"O Brasil, hoje, perde muito quando a escola não tem a competência de compreender e acolher formas próprias de fazer e pensar a matemática", afirma Cristiano Alberto Muniz.
Fonte: Correio Braziliense (DF)
Cada criança que nasce é um ser matemático: se, quando cresce, ela não sabe ou não gosta de matemática, é porque falhamos em nossa missão educativa. Essa é uma paráfrase da grande Educadora matemática francesa Stella Baruk, que sustenta nossa postura epistemológica e metodológica diante do fenômeno da aprendizagem matemática. O panorama da não aprendizagem matemática e da aversão ao conhecimento matemático que hoje domina as Escolas e as famílias, constituindo uma representação social complexa e triste sobre a aprendizagem matemática, opõe-se à visão epistemológica de que todas as crianças sob nossa responsabilidade educativa têm enorme potencial para aprender e produzir matemática.Nossas pesquisas demonstram que crianças tidas com dificuldades na aprendizagem matemática revelam-se produtoras de procedimentos matemáticos, de alta complexidade, de valor matemático e cognitivo. Muitas de nossas crianças consideradas fracassadas no aprender e produzir matemática na Escola são os sujeitos mais capazes de desenvolver procedimentos inusitados, criativos e com capacidade crítica não presente nos demais que assimilam mecanicamente o saber transmitido pelos Professores e livros didáticos.
Constata-se o quanto as formas próprias de fazer e aprender matemática de muitas das nossas crianças são ignoradas, negadas e rejeitadas pelos Professores, numa Escola em que prevalece a ideia de que a matemática se pauta pela assimilação mecânica e reprodutivista de fórmulas acabadas. Aprender matemática, nessa perspectiva, requer que os Alunos estejam prontos para a assimilação pura e sem reflexão dos conteúdos. Assim, não há espaço para a criança estimulada para a reflexão crítica e criativa fazer matemática na Escola, que se constitui, dessa forma, espaço social de reprodução de conhecimentos, desprovidos de significações históricas, políticas e culturais.
Pesquisas no contexto da Educação matemática, com base nas contribuições da neurociência, psicologia cognitiva e antropologia histórica, vêm revelar que as crianças lançadas na vala da incapacidade de aprender matemática, cavada pela Escola, são os seres matemáticos com maior capacidade de produção crítica e criativa. Com eles, temos a oportunidade de aprender novas formas de pensar e produzir matemática, com a revelação de procedimentos lógicos muitas vezes ausentes dos livros.

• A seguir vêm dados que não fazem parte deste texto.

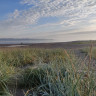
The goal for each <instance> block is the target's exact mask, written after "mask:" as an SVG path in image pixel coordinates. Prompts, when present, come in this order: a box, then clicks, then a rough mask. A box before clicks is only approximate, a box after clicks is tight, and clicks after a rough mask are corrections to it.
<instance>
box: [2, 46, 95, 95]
mask: <svg viewBox="0 0 96 96" xmlns="http://www.w3.org/2000/svg"><path fill="white" fill-rule="evenodd" d="M77 61H78V60H76V59H75V56H74V54H73V53H72V52H67V51H66V50H64V49H31V48H26V49H24V48H23V49H21V48H13V49H12V48H10V49H0V96H3V95H4V94H5V96H11V94H12V92H11V91H9V90H10V89H11V88H13V89H14V90H15V89H16V88H17V89H18V88H21V89H26V88H27V92H25V96H29V93H30V94H31V95H32V96H40V94H41V96H95V95H96V83H95V82H96V74H95V72H93V71H90V72H89V71H88V68H87V66H86V68H85V70H84V71H83V70H81V65H80V64H78V63H79V62H77ZM78 65H80V66H78Z"/></svg>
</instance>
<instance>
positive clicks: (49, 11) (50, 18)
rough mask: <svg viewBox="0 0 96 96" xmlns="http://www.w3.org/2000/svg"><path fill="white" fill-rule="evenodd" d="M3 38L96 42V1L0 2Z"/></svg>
mask: <svg viewBox="0 0 96 96" xmlns="http://www.w3.org/2000/svg"><path fill="white" fill-rule="evenodd" d="M0 38H37V39H38V38H39V39H53V40H54V41H58V42H59V41H60V42H61V41H62V42H63V41H74V40H96V0H0Z"/></svg>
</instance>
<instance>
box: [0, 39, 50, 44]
mask: <svg viewBox="0 0 96 96" xmlns="http://www.w3.org/2000/svg"><path fill="white" fill-rule="evenodd" d="M48 42H52V40H46V39H0V44H21V43H22V44H28V43H48Z"/></svg>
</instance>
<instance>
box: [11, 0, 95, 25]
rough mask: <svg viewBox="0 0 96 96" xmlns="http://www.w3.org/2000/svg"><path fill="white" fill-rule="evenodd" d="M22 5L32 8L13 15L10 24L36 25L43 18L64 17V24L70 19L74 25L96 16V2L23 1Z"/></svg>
mask: <svg viewBox="0 0 96 96" xmlns="http://www.w3.org/2000/svg"><path fill="white" fill-rule="evenodd" d="M21 4H25V5H26V6H29V5H30V8H29V9H27V10H21V11H18V10H15V11H14V12H13V13H12V14H11V20H9V22H14V23H15V25H16V24H17V25H18V24H19V25H26V24H35V23H37V22H38V20H39V19H40V18H43V17H58V18H60V17H63V19H64V20H63V21H64V22H63V23H66V22H70V19H71V21H73V23H74V22H76V20H77V19H80V20H82V19H85V18H88V17H89V16H91V15H92V16H93V15H94V14H95V15H96V10H95V9H96V0H22V1H21ZM73 23H72V22H71V24H73Z"/></svg>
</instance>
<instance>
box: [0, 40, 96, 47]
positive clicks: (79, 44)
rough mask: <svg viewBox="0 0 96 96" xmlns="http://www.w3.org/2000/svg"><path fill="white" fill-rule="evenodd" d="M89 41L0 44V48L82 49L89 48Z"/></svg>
mask: <svg viewBox="0 0 96 96" xmlns="http://www.w3.org/2000/svg"><path fill="white" fill-rule="evenodd" d="M90 45H91V42H90V41H73V42H55V43H27V44H0V48H10V47H31V48H65V49H74V48H83V47H90ZM93 46H96V41H93Z"/></svg>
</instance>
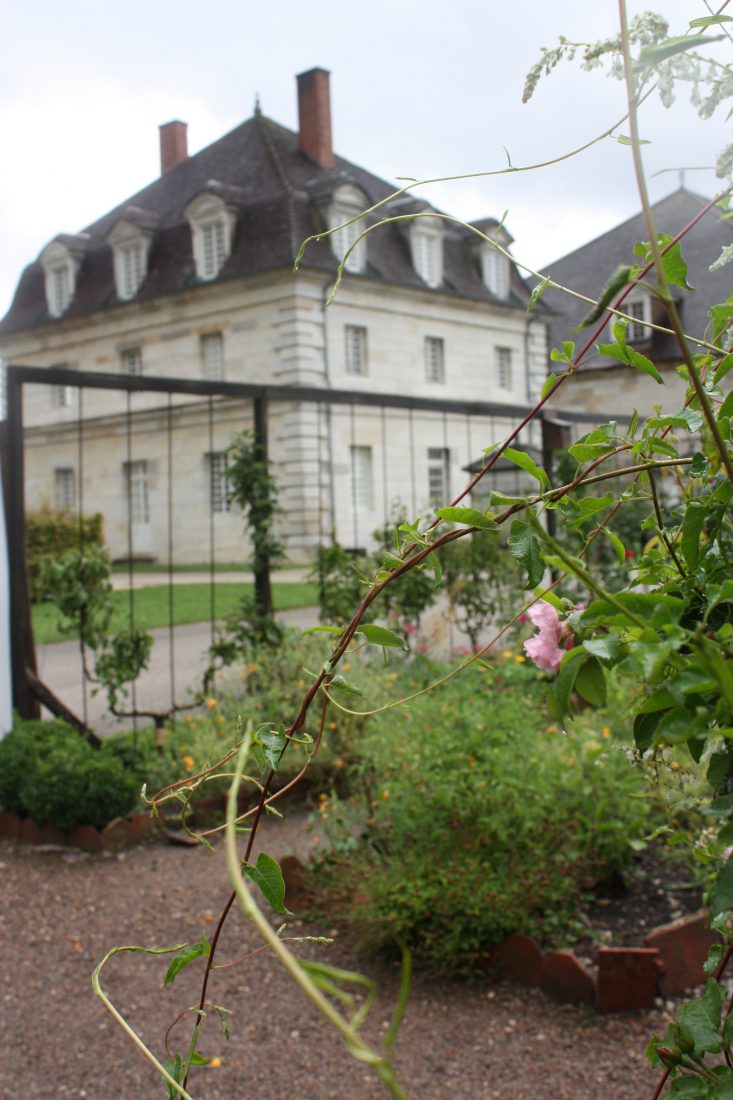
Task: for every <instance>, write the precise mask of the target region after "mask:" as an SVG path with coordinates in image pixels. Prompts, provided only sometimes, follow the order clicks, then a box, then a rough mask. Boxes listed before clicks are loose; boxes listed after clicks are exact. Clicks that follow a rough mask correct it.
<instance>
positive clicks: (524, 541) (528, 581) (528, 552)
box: [506, 519, 545, 591]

O Brasil, hoje, perde muito, seja na dimensão do desenvolvimento humano, seja na do cultural-científico-tecnológico, quando a Escola não tem a competência de compreender e acolher formas próprias de fazer e pensar a matemática, ainda mais quando tratamos com crianças que convivem num mundo complexo, mergulhado em novas tecnologias, que favorecem a construção de pensamentos dinâmicos, elásticos e complexos que são, naturalmente, transferidos para o contexto do aprender matemática dentro da Escola.
Em 6 de maio, quando comemoramos o Dia da Matemática, devemos buscar fomentar discussão mais ampla e profunda dos significados do fazer e aprender matemática dentro e fora das Escolas. Devemos nos questionar o quanto nossos Professores estão aptos a serem efetivos mediadores do desenvolvimento de nossas crianças. É necessário garantir mais investimentos do Estado, para capacitar profissionais da Educação na identificação dos processos inusitados dessas crianças.
Ao negarmos compreender e valorizar as formas de pensamento matemático, estamos matando a crença de cada indivíduo na própria capacidade de resolver problemas, de construir crítica, criativa e eticamente soluções para os desafios do mundo. É triste ver que, a cada dia, mais brasileiros se declaram incapazes de aprender matemática. Temos de encontrar meios de estancar a fonte geradora de matofobias, ou seja, do medo de aprender que se nutre em nossas Escolas.
Nos últimos 25 anos, a Educação matemática vem construindo no Brasil um esforço coletivo para estabelecer novas formas de conceber a aprendizagem, fazendo que cada criança adore enfrentar desafios, se relacionar com o mundo por meio da matemática e perceber-se efetivamente como ser matemático. Que cada cidadão possa compreender que, por meio da matemática, é possível construir um mundo mais justo e humano, um Brasil mais solidário, em que a criança tenha prazer de ir à Escola e mostrar a percepção do mundo por formas inusitadas de matematizar.